The immune system self-regulates itself through many mechanisms, for example, thymic deletion of autoreactive cells, the need for co-stimulation for activation of T cells, and also through T regulatory (Treg) cells that recognize proteins that belong to the body and stop other T cells from attacking these proteins.  Another way in which activated T cells control themselves is by increasing expression of a molecule called CTLA-4.

This molecule works through several means.  One is outcompeting CD28 for access to CD80 and CD86 on the antigen presenting cell, the other is by sending a suppressive signal to the antigen presenting cell.

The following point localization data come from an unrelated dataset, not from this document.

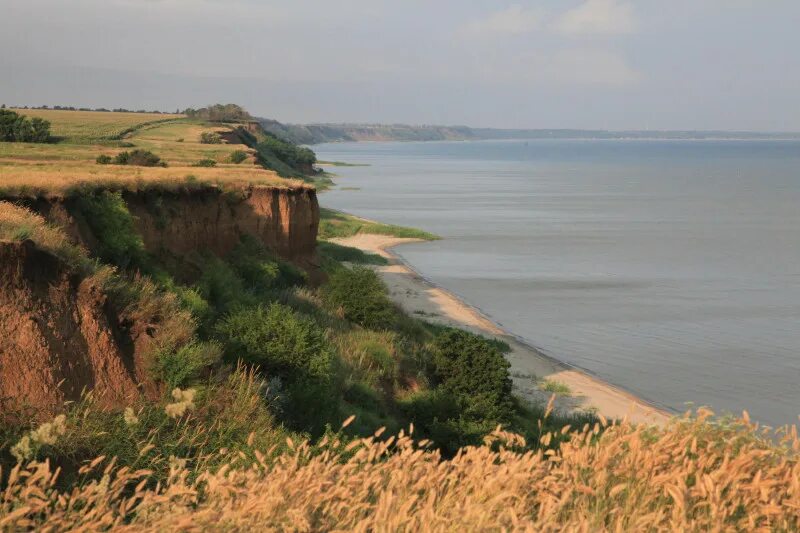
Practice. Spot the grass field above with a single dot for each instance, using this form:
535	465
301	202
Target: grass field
335	224
34	169
93	126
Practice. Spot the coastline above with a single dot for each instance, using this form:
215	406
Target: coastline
422	298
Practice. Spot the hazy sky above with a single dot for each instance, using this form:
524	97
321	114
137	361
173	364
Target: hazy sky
615	64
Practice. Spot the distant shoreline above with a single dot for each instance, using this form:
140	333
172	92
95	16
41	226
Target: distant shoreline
420	296
311	134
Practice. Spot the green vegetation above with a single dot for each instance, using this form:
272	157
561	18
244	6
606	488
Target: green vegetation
556	387
361	297
335	224
342	164
237	156
210	137
220	113
140	158
108	216
18	128
88	127
346	254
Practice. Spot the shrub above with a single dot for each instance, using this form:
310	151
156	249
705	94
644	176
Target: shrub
361	296
220	113
179	367
288	345
471	369
279	340
210	137
260	269
17	128
112	224
237	156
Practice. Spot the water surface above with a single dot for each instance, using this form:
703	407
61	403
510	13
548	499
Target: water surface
669	268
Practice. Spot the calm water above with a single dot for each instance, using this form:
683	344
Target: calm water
669	268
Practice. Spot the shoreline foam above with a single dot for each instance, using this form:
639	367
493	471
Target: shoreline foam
420	296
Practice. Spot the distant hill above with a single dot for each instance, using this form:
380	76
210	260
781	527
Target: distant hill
321	133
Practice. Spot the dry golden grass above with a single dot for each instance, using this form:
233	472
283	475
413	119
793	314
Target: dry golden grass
51	169
18	223
56	179
689	476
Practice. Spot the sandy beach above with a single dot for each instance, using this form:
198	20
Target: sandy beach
529	367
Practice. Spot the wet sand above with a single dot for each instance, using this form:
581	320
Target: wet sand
422	299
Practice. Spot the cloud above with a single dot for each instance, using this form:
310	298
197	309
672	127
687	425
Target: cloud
586	66
597	17
514	20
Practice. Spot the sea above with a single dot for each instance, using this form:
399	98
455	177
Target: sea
668	268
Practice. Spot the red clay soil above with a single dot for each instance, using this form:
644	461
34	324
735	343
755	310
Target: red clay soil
58	336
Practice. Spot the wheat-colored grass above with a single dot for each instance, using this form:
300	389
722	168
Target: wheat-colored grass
92	125
17	181
689	476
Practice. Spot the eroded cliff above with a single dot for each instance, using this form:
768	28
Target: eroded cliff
63	330
180	221
59	335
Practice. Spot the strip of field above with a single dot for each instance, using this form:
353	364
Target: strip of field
28	169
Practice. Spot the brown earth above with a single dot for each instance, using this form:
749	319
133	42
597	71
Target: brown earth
60	333
179	222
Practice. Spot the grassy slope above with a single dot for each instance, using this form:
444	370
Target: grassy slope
335	224
694	475
79	127
33	169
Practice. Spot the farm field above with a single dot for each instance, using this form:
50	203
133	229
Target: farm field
92	126
30	169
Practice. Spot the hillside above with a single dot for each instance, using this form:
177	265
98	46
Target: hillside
186	347
323	133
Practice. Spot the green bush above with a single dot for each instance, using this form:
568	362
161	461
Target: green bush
279	340
141	158
340	253
178	368
220	113
221	287
209	137
237	156
287	345
361	296
475	373
112	224
17	128
260	269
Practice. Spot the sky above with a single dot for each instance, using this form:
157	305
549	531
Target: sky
594	64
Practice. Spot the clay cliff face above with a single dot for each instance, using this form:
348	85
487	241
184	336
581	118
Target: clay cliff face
284	219
58	335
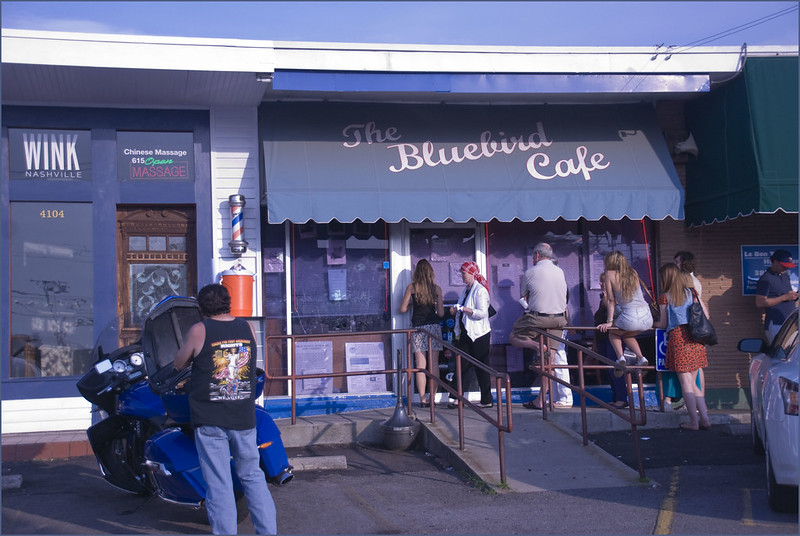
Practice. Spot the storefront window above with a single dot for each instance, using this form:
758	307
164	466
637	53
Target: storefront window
51	289
579	248
339	279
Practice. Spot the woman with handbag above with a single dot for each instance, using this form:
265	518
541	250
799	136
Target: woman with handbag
424	297
684	356
472	329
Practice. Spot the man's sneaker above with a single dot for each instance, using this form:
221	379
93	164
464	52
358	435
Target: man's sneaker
619	372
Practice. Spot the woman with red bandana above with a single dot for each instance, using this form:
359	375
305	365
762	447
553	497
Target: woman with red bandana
472	330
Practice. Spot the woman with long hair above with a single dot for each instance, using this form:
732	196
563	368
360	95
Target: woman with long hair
627	309
684	356
472	329
424	297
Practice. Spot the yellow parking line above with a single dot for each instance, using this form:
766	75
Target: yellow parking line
667	511
747	515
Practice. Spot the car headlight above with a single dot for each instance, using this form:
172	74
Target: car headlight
789	395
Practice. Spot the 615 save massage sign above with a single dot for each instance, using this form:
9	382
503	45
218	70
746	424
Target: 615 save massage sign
155	156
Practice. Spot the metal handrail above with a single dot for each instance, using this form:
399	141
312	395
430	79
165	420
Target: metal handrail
546	368
502	382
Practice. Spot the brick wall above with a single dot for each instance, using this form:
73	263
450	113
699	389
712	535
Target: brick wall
719	266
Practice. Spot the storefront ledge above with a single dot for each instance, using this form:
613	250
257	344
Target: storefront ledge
43	449
730	398
281	407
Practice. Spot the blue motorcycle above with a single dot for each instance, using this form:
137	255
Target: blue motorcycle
144	443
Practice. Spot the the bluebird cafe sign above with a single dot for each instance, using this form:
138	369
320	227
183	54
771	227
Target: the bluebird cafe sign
155	156
38	154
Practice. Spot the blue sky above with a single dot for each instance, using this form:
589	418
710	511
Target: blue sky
520	23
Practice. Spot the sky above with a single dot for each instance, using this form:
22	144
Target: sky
517	23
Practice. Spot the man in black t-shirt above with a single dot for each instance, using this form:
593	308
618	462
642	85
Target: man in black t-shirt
774	292
222	350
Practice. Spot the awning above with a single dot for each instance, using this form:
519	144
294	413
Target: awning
746	134
349	161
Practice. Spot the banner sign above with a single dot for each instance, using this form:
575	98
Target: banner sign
155	156
50	154
755	261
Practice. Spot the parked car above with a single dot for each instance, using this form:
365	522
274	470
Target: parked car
774	411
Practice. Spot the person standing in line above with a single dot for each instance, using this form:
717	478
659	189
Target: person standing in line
424	297
626	308
619	391
222	351
672	387
684	356
545	290
472	329
774	293
686	262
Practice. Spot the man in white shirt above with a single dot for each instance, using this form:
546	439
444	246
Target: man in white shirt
545	290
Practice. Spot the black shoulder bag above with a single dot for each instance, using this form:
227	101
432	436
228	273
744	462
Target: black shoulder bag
699	325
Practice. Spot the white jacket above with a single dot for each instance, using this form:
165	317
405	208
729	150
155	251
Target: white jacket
476	325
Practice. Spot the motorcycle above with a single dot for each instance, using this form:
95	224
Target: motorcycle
144	443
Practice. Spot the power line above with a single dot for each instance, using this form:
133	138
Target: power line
735	29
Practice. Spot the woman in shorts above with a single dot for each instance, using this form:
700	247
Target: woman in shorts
424	297
625	301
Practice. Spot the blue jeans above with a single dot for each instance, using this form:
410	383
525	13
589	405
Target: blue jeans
215	446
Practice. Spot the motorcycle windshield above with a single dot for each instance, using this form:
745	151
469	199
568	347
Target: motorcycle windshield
164	330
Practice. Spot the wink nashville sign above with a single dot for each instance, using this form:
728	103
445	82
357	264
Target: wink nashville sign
50	154
414	156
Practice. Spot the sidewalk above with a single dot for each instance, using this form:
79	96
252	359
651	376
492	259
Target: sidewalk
534	444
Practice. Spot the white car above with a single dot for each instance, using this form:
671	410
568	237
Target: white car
774	411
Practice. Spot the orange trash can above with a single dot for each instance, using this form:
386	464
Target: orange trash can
239	282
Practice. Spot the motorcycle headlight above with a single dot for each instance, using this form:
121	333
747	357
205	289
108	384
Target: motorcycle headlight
137	360
789	395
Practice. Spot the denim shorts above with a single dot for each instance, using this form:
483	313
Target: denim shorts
634	319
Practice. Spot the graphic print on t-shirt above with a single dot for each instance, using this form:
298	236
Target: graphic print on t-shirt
231	378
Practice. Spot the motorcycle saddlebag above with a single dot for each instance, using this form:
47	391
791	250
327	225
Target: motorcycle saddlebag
270	447
175	466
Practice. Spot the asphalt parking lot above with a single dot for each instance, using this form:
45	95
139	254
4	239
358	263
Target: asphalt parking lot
699	481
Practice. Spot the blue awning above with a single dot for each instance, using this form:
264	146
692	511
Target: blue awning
394	162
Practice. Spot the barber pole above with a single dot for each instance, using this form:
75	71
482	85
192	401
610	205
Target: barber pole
237	244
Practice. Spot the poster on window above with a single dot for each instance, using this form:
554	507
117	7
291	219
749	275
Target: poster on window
362	356
314	357
155	156
755	261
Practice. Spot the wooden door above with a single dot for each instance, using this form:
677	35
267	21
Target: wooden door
157	259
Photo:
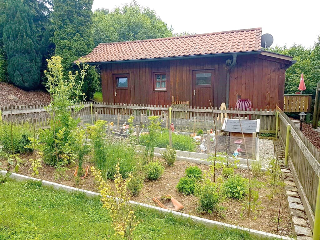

To activate a T cell, generally speaking, one requires 2 main signals, the T cell receptor (TCR) has to recognize a major histocompatibility complex (MHC) molecule that has a peptide inside of it.  If the TCR appropriately “fits” into the MHC-peptide complex, then the TCR sends a signal into the T cell.  However this first signal is not enough to activate the T cell.  The T cell requires another signal from the antigen presenting cell.  This second signal, also called costimulatory signal, is usually in the form of CD80 and/or CD86 from the antigen presenting cell, which both bind to CD28 on the T cell.  The activation of CD28 and the TCR on the T cell results in T cell activation.  When only the TCR is activated without CD28, then the T cell either goes into a state of prolonged unresponsiveness (called anergy), or in some situations actually can start expressing immune suppressive properties.  CTLA4 is turned on by the T cell after the T cell is activated. CTLA4 binds with much higher affinity to CD80 and CD86 than does CD28.  Therefore, after T cell activation, the T cell can “turn itself off” by expressing CTLA4.

Studies have demonstrated that activated T cells expressing CTLA4 can bind to dendritic cells (most potent antigen presenting cells), and that the CTLA4 on the activated T cell sents a negative signal to the dendritic cell, inducing the dendritic cell to secrete immune suppressive proteins and upregulate expression of the enzyme indolamine 2,3 deoxygenase (IDO) which in turn suppresses other T cells.

Interestingly CTLA4 is expressed not only by activated T cells but also by Treg cells.

Given the ability of CTLA4 to suppress immune responses via at least 2 mechanisms (more are known), scientists have tried to use CTLA4 therapeutically.  To make a soluble form of CTLA4 that can be administered, a pharmaceutical form has been developed by fusing the protein CTLA4 with the immunoglobulin domain of IgG, to make a chimeric molecule called CTLA4-Ig.  Currently CTLA4-Ig is sold by Bristol Myers Squibb under the name Abatacept (Orencia) for the treatment of rheumatoid arthritis that is nonresponsive to TNF-alpha inhibitors such as Remicade.

Given the immune modulatory properties of CTLA4-Ig, one question is whether it may inhibit suppress autoimmune responses in patients with multiple sclerosis.  A recent study (Viglietta et al. CTLA4Ig treatment in patients with multiple sclerosis: an open-label, phase 1 clinical trial. Neurology 2008 Sep 16;71(12):917-24) assessed this in a small clinical trial.

The investigators performed a Phase I trial, meaning that the primary endpoint was toxicity and ability to identify therapeutic dose for subsequent Phase II investigations.  A total of 20 patients with relapse remitting multiple sclerosis were treated with intravenous infusions of CTLA4-Ig and monitored for 3 months. 

CTLA4-Ig administration correlated with suppression of interferon gamma production and proliferation in response to myelin basic protein ex vivo.  The treatment elicited no serious treatment associated adverse events, although some mild adverse events were reported.

This study demonstrated feasibility of CTLA4-Ig administration in relapse remitting multiple sclerosis, and provides support for further Phase II trials.

Unfortunately CTLA4-Ig is still a non-specific immune suppressant in that it globally inhibits activation of T cells and theoretically could predispose to infections.  One important question is whether the CTLA4-Ig administration may help to “reprogram” the immune system so as to promote eventual tolerance to the myelin antigens while leaving immunity to extracorporal antigens intact. 

A possible approach would be to use CTLA4-Ig in combination with antigen-specific approaches such as vaccination with autoreactive T cells.  Additionally, it will be important to assess the effects of CTLA4-Ig on Treg cells.  For example, we know that interferon beta, which induces therapeutic effects in multiple sclerosis stimulates Treg activity.  We also know from animal studies (Salomon et al.  B7/CD28 costimulation is essential for the homeostasis of the CD4+CD25+ immunoregulatory T cells that control autoimmune diabetes. 2000 Apr;12(4):431-40) that administration of CTLA4-Ig can actually block Treg generation, so if interferon beta works through Treg generation, the combination may not work.